Hello everyone,
Michael here, and in today’s post, we’ll take a look at how well Tesseract could possibly read a sample of my handwriting.
So far, we’ve tested Tesseract against standard computer-font text, a photo of a banner with text, and a common US tax document. Aside from the standard computer-font text, Tesseract didn’t work well with either the banner or the tax document.
However, can Tesseract work well with reading my handwriting? Let’s find out!
But first, a little pre-processing…
Before we test Tesseract on my handwriting, let’s follow the pre-processing steps we’ve followed for the other three Tesseract scenarios: pip install the necessary packages and import them onto the IDE.
First, the pip installing:
!pip install pytesseract
!pip install opencv-python
Next, let’s import the necessary packages:
import pytesseract
import numpy as np
from PIL import Image
And now, the initial handwriting Tesseract test
Now, upon initial testing, how well can Tesseract read this sample of my handwriting?:

Let’s find out, shall we:
testImage = 'handwriting.png'
testImageNP = np.array(Image.open(testImage))

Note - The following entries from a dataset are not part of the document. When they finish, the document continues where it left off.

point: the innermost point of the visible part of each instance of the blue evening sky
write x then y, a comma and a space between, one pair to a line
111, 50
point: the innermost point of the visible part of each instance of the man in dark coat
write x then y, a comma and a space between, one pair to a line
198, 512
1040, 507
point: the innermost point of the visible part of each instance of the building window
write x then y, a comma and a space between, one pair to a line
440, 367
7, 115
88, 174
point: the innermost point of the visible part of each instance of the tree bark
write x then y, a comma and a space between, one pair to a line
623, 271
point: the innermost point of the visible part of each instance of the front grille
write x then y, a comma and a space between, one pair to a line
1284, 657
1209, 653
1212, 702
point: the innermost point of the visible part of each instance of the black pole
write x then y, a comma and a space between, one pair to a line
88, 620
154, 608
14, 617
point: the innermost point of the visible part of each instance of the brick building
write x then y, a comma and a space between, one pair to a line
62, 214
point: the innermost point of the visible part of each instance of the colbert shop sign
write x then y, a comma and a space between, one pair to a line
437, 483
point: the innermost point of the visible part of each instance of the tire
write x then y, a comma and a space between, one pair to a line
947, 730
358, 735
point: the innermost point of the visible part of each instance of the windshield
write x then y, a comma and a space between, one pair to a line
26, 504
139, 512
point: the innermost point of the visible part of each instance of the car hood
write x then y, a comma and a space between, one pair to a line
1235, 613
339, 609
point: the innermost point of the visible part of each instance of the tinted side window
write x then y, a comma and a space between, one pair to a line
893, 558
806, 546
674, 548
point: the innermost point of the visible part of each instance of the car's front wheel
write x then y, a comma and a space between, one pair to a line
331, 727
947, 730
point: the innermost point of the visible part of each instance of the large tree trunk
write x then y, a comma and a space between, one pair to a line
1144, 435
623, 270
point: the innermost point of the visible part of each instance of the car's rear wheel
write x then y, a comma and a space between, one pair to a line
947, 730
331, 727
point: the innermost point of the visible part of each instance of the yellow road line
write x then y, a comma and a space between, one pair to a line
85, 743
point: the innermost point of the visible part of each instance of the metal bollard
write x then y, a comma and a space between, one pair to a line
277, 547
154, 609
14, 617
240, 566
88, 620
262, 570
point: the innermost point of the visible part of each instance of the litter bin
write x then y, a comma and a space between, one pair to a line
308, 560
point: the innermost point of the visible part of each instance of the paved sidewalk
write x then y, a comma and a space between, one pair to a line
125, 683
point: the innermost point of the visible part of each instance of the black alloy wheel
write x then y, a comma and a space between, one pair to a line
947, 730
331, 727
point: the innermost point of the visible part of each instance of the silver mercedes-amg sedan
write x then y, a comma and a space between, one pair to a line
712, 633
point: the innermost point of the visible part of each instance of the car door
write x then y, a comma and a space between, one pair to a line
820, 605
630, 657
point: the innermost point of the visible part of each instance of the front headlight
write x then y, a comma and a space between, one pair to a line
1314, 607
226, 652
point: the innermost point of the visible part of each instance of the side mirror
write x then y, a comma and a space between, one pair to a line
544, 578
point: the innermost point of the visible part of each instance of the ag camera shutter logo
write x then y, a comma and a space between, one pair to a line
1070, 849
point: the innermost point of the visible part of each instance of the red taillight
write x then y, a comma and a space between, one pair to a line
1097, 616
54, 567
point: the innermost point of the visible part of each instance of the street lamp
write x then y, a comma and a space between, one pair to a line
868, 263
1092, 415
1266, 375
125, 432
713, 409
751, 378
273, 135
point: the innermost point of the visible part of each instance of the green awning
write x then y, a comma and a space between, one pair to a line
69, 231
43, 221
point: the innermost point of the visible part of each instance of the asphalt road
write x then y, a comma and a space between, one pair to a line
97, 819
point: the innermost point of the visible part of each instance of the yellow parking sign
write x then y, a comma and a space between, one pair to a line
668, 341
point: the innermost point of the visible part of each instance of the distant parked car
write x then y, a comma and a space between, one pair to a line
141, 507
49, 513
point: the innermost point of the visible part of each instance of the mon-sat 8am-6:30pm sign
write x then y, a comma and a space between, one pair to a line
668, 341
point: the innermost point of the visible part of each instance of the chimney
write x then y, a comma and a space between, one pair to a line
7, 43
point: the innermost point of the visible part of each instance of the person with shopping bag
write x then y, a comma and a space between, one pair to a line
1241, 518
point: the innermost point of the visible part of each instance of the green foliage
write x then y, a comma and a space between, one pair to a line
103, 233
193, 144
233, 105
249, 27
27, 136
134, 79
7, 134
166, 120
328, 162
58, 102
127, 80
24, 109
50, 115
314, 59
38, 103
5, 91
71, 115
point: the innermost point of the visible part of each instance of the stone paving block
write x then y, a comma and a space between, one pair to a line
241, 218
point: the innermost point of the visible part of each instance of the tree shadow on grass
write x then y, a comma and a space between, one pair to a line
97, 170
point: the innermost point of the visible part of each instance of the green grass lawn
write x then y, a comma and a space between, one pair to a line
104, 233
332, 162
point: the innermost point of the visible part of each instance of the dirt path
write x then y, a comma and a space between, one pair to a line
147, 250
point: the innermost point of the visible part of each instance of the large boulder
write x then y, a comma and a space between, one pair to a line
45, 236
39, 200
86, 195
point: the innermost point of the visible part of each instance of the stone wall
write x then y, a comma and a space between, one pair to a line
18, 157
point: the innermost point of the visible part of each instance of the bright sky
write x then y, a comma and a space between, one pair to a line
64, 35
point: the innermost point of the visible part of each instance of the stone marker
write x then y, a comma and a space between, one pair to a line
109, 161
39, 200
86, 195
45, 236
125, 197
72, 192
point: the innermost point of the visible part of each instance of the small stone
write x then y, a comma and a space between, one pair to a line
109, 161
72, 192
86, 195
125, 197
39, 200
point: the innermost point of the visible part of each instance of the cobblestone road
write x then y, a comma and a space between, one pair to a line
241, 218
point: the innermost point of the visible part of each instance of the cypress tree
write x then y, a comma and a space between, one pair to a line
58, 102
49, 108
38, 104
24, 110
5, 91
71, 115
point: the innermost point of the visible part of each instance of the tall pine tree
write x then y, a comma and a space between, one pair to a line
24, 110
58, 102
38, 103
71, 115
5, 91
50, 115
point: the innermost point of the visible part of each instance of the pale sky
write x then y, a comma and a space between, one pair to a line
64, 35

testImageTEXT = pytesseract.image_to_string(testImageNP)
print(testImageTEXT)
Output:
Interestingly, Tesseract didn’t seem to pick up any text. I thought it might’ve picked up something, as the image simply contains black text on a white background. After all, there are no other objects in the image, nor is the information arranged like a document.
Could a little bit of image preprocessing be of any use with this image? Let’s find out!
Preprocessing time!
For this example, let’s try the same technique we used in the other two lessons-thresholding!
First off, let’s grayscale this image:
import cv2
from google.colab.patches import cv2_imshow
handwriting = cv2.imread('handwriting.png')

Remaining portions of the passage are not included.